Generally speaking, taking portrait photos of your kids individually is fairly straightforward since you can either get them to play along for a few minutes, or you can pull out your telephoto lens and take a few candid photos while they are otherwise occupied. Photographing siblings, where you actually would like a good final image, can present a bit of a challenge. With that in mind, here are a few suggestions:
Games and Crafts
Do both your kids have a game or craft they like to enjoy together? Get them involved and they’ll hardly notice that you’re snapping away the whole time. All you need is a camera that lets you capture your kids without getting right in their faces.
Older siblings love to show off how much they know to younger brothers and sisters, which makes this a good time to take photos, particularly since they are usually sitting close together. Have your eldest ready a story or show the young one(s) how to do something and keep your camera handy. For younger siblings, painting or playing with blocks can offer a colorful scene to add interest to photos.

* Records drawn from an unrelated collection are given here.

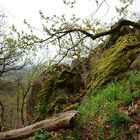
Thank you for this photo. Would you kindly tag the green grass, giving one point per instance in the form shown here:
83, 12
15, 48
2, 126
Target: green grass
103, 109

Sibling Photography Movie Night
Snuggled up on a chair together with a comfy blanket and a bowl of popcorn makes for a great photo, so pop in a movie (does anyone pop in movies anymore?) and position yourself to the side of the screen to get some great sibling photos. You may need to leave a few lamps on to ensure you have enough light for crisp photos, or experiment with slightly longer shutter speeds.
Look for “Real” Moments
Siblings don’t get along all of the time, or even most of the time, so your images shouldn’t just reflect those few perfect moments that you manage to capture on camera. Look for fights, arguments, disagreements, or just plain disliking so your kids can look back on the photos later and see what they were “really” like together. Also they’re great photos for when you little ones get married!
Really Fun Times
There are many times where your kids are going to give you awesome expressions, and as a parent you can probably tell what those are going to be: Christmas morning, on vacation, new puppy/kitten, new bike, playing in the sprinkler, etc. Get your camera out and put it on continuous shooting mode to ensure you capture their happy faces!
Posing is Okay!
It’s okay to get some posed shots as well, assuming you can get your kids to cooperate long enough. After all, you don’t want all of the child portraits to be candid shots with messy faces or blurring arms. Just try to be reasonable and keep it fun so your kids don’t run away the next time you get your camera out. If you are still having difficulty getting “the” portrait image of your kids, consider having a professional photography session once a year or so to ensure that you have lasting memories of your children and clean and well-behaved kids!